Example 6: miR-221 / 222 targets timp3 in hepatocytes

Through the prediction of miRNA target genes (such as Target Scan) and bioinformatics analysis, TIMP3, which regulates steatohepatitis, was initially identified as a candidate target gene. TIMP3 is a major regulator of TACE (TNF-α converting enzyme) activity and is an important regulator of inflammation, fibrosis, non-alcoholic fatty liver and liver cancer. TIMP3-deficient mice develop increased TNF-α activity and liver inflammation caused by adverse reactions to liver injury. Hepatocyte-specific overexpression of TIMP3 can prevent NAFLD and tumorigenesis by regulating ADAM17 activity. Macrophage-specific overexpression of TIMP3 protects mice against insulin resistance, NASH, and metabolic inflammation.

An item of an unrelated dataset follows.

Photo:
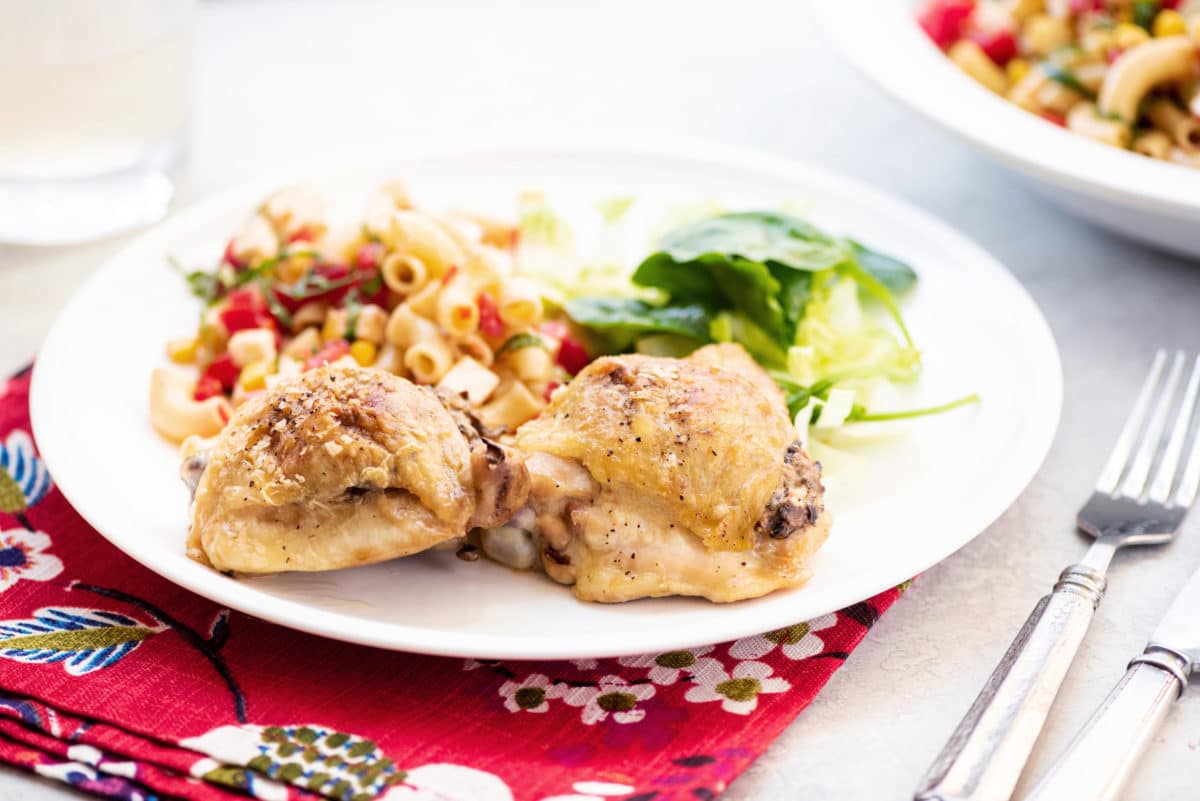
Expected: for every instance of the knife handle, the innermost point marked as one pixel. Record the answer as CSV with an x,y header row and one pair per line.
x,y
984,757
1103,754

miR-221 / 222 directly regulates the transcription level of timp3 and 3'UTR in hepa1-6 cells. Transfect transfected miR-221 / 222 and timp3 3'UTR luciferase reporter plasmid or timp3 3'UTR seed sequence mutant luciferase reporter plasmid in hepa1-6 cells, and use the dual luciferase gene reporter system to detect miR -221/222 Regulation of timp3 and 3'UTR. It was found that miR-221 / 222 can significantly inhibit timp3 3'UTR wild-type luciferase activity, partially inhibit 1 tim3 3'UTR seed sequence mutants, and lose tim3 3'UTR 2 seed sequence mutants (Table 27) ).

Table 27

Relative ratio of luciferase reporting system NC miR-221 / 222 Timp3-WT 1 0.81 Timp3-mut1 1 0.90 Timp3-mut2 1 0.92 Timp3-mut1 + 2 1 1.08

Timp3 is upregulated in the liver of miR-221 / 222LKO mice on the MCD diet. The 8-week control and miR-221 / 222LKO mice were given a 6-week MCD diet, and the expression level of Timp3 in the liver was analyzed. It was found that the expression level of timp3 in the liver of miR-221 / 222LKO mice was increased (Table 28: 6-week MCD diet control MRNA and protein levels of Timp3 in liver of miR-221 / 222LKO mice)

Table 28

Zh Control mice miR-221 / 222-LKO mice Timp3 relative expression 1 2.45 Timp3 relative protein level 1 1.54

After miR-221 / 222LKO mice re-adenovirus expressed miR-221 / 222, the expression of Timp3 in liver decreased. The miR-221 / 222LKO mice were injected with adenovirus AD-miR-221 / 222 or control AD-GFP in the tail vein, and were given the MCD diet. After 6 weeks, the expression level of Timp3 in the liver was analyzed, and it was found that the expression level of timp3 in the liver of mice injected with the adenovirus AD-miR-221 / 222 decreased (Table 29)

Table 29

Transfection of LNA-antimiRs in hepa1-6 cells resulted in upregulation of timp3 expression. antimiR-221 / 222 (100nM) transfected mouse hepatocellular carcinoma cell line hepa1-6, cells were collected 48 hours later, and Timp3 levels of miR-221 / 222 were detected in the cells (Table 30: NC, LNA transfected in hepa1-6 cells -i-miR-221 and LNA-i-miR-222 (100nM), which can effectively up-regulate the mRNA and protein levels of the miR-221 / 222 target gene Timp3 after 48h).

Table 30

antimiR-221 / 222 can effectively increase the expression of timp3 in the liver of MCD diet mice (Table 30). Control mice were randomly divided into 4 groups, and each group was given an intraperitoneal injection of 25 mg / kg on days 1, 4, 8, 15, and 22 respectively. -222 or 12.5 mg / kg LNA-i-miR-221 and 12.5 mg / kg LNA-i-miR-222 (LNA-i-miR-221 + 222), and the MCD diet was started on the first day. One week after the last administration of antimiR, the mice were harvested and analyzed for the expression level of timp3 in the liver of the mice (Table 31: the expression level of timp3 in mouse liver after intraperitoneal injection of antimiR-221 / 222 to MCD diet mice).

Table 31

Example 7: Experimental method

Statistical analysis All bar graphs show mean ± STD. Significance was calculated using t-test (* p <0.05; ** p <0.01; *** p <0.001). Throughout the examples, unless otherwise indicated, statistical significance is indicated in the table: * p <0.05; ** p <0.01; *** p <0.001.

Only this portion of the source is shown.